This post covers glyptal and engine restoration
What is glyptal you might ask? Well, honestly, it wasn’t something I had even heard of until recently. Apparently, it takes getting out and talking to other wrench heads to learn new things.
I am restoring a 1972 Harley-Davidson Shovelhead named “Cal.” That particular bike was a perfect storm of oil leakage problems. Harley had recently been purchased by AMF, and AMF wasn’t ready to retool the increasingly out-of-spec Harley-Davidson machinery. Therefore, anyone familiar with that era of Harley-Davidson will tell you that those bikes are expected to leak.
Expectation is one thing. Mandatory is another. There is a way (several ways) to get those cases to stop leaking and that is where Glyptal and engine restoration come in.
Glyptal 1201 is the registered trademark name for a red enamel made by the Eastman paint company.
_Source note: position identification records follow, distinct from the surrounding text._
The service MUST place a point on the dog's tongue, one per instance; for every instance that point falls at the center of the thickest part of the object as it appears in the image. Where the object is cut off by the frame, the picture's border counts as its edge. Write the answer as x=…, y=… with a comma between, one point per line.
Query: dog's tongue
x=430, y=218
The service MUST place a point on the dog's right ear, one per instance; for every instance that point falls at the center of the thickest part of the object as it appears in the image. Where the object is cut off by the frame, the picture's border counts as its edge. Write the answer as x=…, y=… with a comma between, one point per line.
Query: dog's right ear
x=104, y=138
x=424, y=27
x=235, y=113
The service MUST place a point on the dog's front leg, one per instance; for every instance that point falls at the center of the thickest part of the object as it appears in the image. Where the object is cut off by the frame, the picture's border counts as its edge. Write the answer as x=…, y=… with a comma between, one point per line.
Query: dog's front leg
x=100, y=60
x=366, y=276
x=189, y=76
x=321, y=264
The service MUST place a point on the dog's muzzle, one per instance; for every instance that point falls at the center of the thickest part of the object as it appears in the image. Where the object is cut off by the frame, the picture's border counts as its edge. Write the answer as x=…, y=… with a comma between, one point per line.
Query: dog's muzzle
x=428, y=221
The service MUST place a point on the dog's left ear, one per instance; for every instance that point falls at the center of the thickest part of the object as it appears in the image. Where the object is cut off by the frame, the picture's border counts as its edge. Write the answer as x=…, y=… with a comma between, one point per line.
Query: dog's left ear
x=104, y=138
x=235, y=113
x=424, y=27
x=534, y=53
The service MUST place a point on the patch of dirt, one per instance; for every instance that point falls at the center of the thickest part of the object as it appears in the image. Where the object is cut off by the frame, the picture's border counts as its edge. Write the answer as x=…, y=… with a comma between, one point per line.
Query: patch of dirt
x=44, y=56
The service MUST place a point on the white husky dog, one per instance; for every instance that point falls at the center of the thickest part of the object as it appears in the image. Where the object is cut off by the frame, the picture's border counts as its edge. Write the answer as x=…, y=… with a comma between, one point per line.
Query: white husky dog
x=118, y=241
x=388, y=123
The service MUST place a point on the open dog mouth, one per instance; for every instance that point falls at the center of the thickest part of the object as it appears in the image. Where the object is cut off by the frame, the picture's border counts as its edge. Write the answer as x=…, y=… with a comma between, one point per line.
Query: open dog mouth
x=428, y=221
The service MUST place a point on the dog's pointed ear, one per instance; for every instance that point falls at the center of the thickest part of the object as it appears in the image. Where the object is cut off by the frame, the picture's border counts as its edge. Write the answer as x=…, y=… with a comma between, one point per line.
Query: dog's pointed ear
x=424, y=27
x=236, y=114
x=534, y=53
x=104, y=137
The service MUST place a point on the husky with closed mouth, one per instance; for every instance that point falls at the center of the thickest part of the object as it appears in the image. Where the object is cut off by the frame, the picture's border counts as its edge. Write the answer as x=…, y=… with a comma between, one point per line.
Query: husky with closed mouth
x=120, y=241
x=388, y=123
It is used to seal the rough interior surface of engine blocks (sealing tiny pores left after media blasting), essentially creating a “second skin” inside the engine walls. The topic of Glyptal and engine restoration can be found in a lot of vintage engine restoration literature, but its usage isn’t common knowledge to your weekend garage mechanic.
The surface to be sealed needs to be absolutely free of old oil and residue so it is important that media blasting is accompanied by boiling the parts or pressure washing them with boiling water. It is important to get those parts to “sweat out” as much old oil as possible.
The red enamel is meant to be brushed on, but can be sprayed on via gun if thinned.
Finally, Glyptal 1201 was originally intended for coating coils, so it has good electrical insulating properties.
Bottom line is your vintage Harley may never be as “leak proof” as a Japanese crotch rocket, but there are some solid ways to improve its oil retention properties. Glyptal is one of them.